September 25, 2013 at 9:37 am #82
This “philosopher” has recently been brought to my attention. I don’t know too much about him but read a few of his writings and am already very much biased against him as to whether he’s even a philosopher at all or merely is a theist in philosopher clothing.
Following is a mental exploration. This is how Plantinga “solved” the problem of evil. For those unfamiliar with problem of evil, here it is in syllogistic form:
1 An all-powerful (omnipotent) God could prevent evil from existing in the world.
2 An all-knowing (omniscient) God would know that there was evil in the world.
3 An all-good (omnibenevolent) God would wish to prevent evil from existing in the world.
4 There is evil in the world.
therefore. “Given that the fourth proposition would appear to be undeniable, it can be inferred from the above that one of the other three must be false, and thus there cannot be an all-good, all-knowing and all-powerful God.”
As Plantinga summarised his defense:
A world containing creatures who are significantly free (and freely perform more good than evil actions) is more valuable, all else being equal, than a world containing no free creatures at all. Now God can create free creatures, but He can’t cause or determine them to do only what is right. For if He does so, then they aren’t significantly free after all; they do not do what is right freely. To create creatures capable of moral good, therefore, He must create creatures capable of moral evil; and He can’t give these creatures the freedom to perform evil and at the same time prevent them from doing so. As it turned out, sadly enough, some of the free creatures God created went wrong in the exercise of their freedom; this is the source of moral evil. The fact that free creatures sometimes go wrong, however, counts neither against God’s omnipotence nor against His goodness; for He could have forestalled the occurrence of moral evil only by removing the possibility of moral good.
Plantinga’s argument is that even though God is omnipotent, it is possible that it was not in his power to create a world containing moral good but no moral evil; therefore, there is no logical inconsistency involved when God, although wholly good, creates a world of free creatures who chose to do evil.] The argument relies on the following propositions:
There are possible worlds that even an omnipotent being can not actualize.

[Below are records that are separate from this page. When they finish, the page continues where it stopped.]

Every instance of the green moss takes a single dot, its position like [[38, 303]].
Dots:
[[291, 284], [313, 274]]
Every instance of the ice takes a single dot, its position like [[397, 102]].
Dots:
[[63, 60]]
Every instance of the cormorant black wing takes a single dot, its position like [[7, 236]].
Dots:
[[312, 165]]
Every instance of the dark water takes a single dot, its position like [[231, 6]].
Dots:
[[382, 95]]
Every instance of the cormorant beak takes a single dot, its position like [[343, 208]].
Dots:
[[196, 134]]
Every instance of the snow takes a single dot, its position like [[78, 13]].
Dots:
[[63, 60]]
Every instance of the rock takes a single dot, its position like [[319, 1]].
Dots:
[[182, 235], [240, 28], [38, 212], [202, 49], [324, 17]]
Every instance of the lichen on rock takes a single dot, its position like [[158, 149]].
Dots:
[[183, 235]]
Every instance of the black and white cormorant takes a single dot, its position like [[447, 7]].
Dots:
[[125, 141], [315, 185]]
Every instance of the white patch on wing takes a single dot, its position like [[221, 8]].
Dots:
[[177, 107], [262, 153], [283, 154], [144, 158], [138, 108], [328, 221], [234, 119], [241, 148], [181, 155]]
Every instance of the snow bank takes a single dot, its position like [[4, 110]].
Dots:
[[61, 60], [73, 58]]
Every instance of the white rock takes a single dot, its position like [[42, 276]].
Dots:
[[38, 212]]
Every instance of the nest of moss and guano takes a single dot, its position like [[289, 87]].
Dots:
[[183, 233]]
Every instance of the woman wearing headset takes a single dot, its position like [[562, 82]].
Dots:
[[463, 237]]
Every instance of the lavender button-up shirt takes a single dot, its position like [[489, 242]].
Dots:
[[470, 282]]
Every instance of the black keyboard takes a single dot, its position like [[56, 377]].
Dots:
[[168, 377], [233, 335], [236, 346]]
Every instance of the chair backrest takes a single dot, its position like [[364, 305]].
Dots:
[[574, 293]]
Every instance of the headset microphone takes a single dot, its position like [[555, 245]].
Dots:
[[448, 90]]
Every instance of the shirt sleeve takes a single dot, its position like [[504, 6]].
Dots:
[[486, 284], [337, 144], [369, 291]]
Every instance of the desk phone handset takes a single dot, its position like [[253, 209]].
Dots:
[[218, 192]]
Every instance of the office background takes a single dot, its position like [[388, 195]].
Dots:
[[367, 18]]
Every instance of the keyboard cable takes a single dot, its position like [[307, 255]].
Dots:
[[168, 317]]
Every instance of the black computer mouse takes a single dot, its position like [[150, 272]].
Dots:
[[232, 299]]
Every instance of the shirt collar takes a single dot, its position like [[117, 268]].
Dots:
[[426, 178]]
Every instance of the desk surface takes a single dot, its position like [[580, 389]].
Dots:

A world with morally free creatures producing only moral good is such a world.
In short: “It is possible that God, even being omnipotent, could not create a world with free creatures who never choose evil. Furthermore, it is possible that God, even being omnibenevolent, would desire to create a world which contains evil if moral goodness requires free moral creatures.”
1 God is not omnipotent -> Plantinga is cherry picking the definition of the word “omnipotent” to be defined as everything only God is capable of but not capable of creating a being that he has control over.
2 God is not omnibenevolent -> Plantgina does not preclude that God punishes those who are morally “bad”, therefore, God produces beings knowing eventually they will become morally bad. And, instead of punishing himself for producing morally corrupt beings, he punishes the corrupt beings. So, God is not omnibenevolent but an irresponsible God who makes his creatures take his blame or/and a perverse God who create beings specifically for the purpose of punishing them.
To me, he hasn’t solved a single thing but merely did a hocus pocus job of redefining what “omnipotent” and “omnibenevolent” means.